Vor, während und nach den Spielen in den Fußball-Bundesligen gibt es jede Menge Ge- und Verbote / Keine Maskenpflicht für Trainer.

FRANKFURT (dpa). Bloß nichts falsch machen! Vor den ersten Geisterspielen an diesem Wochenende haben die Clubs der ersten und zweiten Bundesliga von der Deutschen Fußball-Liga (DFL) ein 35-seitiges Papier erhalten, welche präventive und hygienische Maßnahmen umzusetzen sind. Eine Herkulesaufgabe – und viele haben Angst vor Fehlern angesichts der gesellschaftlich aufgeladenen Debatte. Hier die wichtigsten Punkte aus dem Organisationsplan:

Anreise der Teams
Die Anreise der Gastmannschaft erfolgt wegen der Distanzregelungen in mehreren Bussen. Spieler der Heimmannschaft sollen – am besten einzeln – in Pkw kommen.

Personen im Stadion
Die Arenen werden in drei Zonen eingeteilt: Stadioninnenraum (unter anderem Spielfeld, Spielertunnel und Kabinen), Tribüne und Stadionaußengelände. Der gastgebende Club hat darauf zu achten, dass zeitgleich maximal etwa 300 Personen auf dem gesamten Gelände anwesend sind. In jeder Zone dürfen höchstens etwa 100 Personen zeitgleich sein, im Innenraum neben den Spielern und Schiedsrichtern nur zehn Mitglieder der Funktionsteams, vier Balljungen (mit Mund-Nase-Schutz), drei Fotografen, vier Sanitäter, vier Ordner, 15 Personen aus den Bereichen TV-Signal, Videobeweis und Datenerhebung.
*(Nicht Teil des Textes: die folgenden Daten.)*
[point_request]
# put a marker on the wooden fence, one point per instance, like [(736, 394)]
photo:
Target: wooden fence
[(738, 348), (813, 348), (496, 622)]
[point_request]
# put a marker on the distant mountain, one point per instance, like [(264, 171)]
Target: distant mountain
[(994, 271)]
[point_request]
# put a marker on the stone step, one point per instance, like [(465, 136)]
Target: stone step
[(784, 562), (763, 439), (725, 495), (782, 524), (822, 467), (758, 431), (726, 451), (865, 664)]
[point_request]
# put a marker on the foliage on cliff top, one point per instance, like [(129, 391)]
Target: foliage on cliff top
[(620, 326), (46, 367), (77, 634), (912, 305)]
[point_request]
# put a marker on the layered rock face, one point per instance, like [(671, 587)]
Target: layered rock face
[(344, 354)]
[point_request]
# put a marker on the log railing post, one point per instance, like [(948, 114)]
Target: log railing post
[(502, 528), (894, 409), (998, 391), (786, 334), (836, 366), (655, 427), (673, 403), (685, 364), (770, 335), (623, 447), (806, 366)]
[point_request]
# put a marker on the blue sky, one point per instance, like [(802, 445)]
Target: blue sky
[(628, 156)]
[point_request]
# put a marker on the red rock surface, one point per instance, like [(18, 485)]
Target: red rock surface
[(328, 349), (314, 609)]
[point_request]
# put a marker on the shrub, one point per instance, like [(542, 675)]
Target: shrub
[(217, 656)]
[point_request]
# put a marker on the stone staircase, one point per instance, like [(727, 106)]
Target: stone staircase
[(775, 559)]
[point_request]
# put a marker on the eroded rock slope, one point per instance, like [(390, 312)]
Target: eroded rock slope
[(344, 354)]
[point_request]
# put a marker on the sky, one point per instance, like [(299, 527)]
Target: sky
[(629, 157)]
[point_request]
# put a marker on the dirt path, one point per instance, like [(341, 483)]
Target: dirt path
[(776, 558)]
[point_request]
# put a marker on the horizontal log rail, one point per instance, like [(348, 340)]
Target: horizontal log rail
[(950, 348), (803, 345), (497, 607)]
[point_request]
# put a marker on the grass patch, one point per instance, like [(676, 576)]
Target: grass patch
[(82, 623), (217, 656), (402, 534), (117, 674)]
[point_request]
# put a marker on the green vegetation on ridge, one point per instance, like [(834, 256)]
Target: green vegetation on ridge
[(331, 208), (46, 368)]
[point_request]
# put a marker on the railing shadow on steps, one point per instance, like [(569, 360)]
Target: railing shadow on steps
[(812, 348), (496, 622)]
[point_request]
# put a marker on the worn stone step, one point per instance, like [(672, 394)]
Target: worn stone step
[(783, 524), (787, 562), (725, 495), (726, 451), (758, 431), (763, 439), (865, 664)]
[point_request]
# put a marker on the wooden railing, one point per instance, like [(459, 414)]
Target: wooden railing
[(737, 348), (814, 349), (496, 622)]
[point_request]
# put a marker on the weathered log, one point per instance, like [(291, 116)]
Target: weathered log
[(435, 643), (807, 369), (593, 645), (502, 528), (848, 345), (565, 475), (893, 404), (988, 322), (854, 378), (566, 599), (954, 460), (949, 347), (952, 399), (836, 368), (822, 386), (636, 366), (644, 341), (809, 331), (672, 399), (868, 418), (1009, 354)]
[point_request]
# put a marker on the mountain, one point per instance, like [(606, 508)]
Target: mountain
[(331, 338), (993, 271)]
Auf der Tribüne sitzen während des Spiels auch zwei Dopingkontrolleure, die Zugang zu den Kontrollräumen haben. Greenkeeper dürfen vor und nach dem Spiel sowie in der Halbzeit auf den Rasen.

Kabinenleben
Möglichst viele Räume sollen – zur Einhaltung der Mindestabstände – zur Verfügung gestellt und zwischendurch desinfiziert werden.

Einlaufen der Teams
Die Teams kommen getrennt, auch vom Schiedsrichter-Gespann, auf den Platz. Keine Einlaufkinder, keine Maskottchen, kein gemeinsames Aufstellen und kein Handshake bei der Platzwahl.

Auf der Bank
Nur jeder zweite bis dritte Platz darf besetzt werden. Zusätzliche Sitzmöglichkeiten und Plexiglas-Trennungen sind vorgesehen. Alle Personen müssen Maske tragen. Fast alle. Die Maskenpflicht für Trainer wurde nun aufgehoben. "Durch einen Mund-Nasen-Schutz würde ihre Tätigkeit als Trainer – inklusive der Erteilung von Anweisungen sowie angewandter Mimik und Gestik – erheblich eingeschränkt ", sagt DFL-Direktor Ansgar Schwenken. Den Abstand von 1,5 Metern zur nächsten Person müssen die Trainer aber gewährleisten.

Verhalten im Spiel
Gemeinsames Jubeln, Abklatschen und Umarmungen sind zu unterlassen. Kurzer Ellenbogen- oder Fußkontakt ist erlaubt. Ein- und Auswechslungen sollen ohne Abklatschen erfolgen. Keine Rudelbildung, nur personalisierte Trinkflaschen. Und: "Ausstoß von Speichel (Spucken) vermeiden", heißt es.